Yasuo Kagawa was born in 1932. He graduated from the Medical School at the University of Tokyo in 1957, and after completing an internship at St. Luke’s Hospital, he received his PhD from the Graduate School of the University of Tokyo in 1962. He continued his bioenergetics research as a Fulbright scholar at the Public Health Research Institute of New York in 1963, as an assistant at the University of Tokyo in 1965, as a professor at Shinshu University in 1968, as a visiting professor of Biochemistry and Molecular Biology at Cornell University in 1970, and, since 1972, as a professor at Jichi

Medical School (JMS), where his studies on F1Fo ATP synthase have garnered international attention.

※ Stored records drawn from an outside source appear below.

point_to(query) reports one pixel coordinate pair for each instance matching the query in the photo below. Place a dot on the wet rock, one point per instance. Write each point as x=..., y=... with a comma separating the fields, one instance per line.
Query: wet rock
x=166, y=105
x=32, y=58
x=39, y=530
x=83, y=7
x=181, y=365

After retiring in 1998, Dr. Kagawa was appointed Professor Emeritus at JMS and joined Kagawa Nutrition University (KNU) as a professor of Medical Chemistry. He became the vice president of KNU in 1999. He has also served as managing editor of several international journals, and was a committee member of the International Union of Biochemistry and Molecular Biology. Dr. Kagawa has received several awards, including the Medical Research Prize from the Japanese Medical Association in 1985, the Medal with Purple Ribbon in 1996, and the Order of the Sacred Treasure, Gold Rays with Neck Ribbon from the Government of Japan in 2006.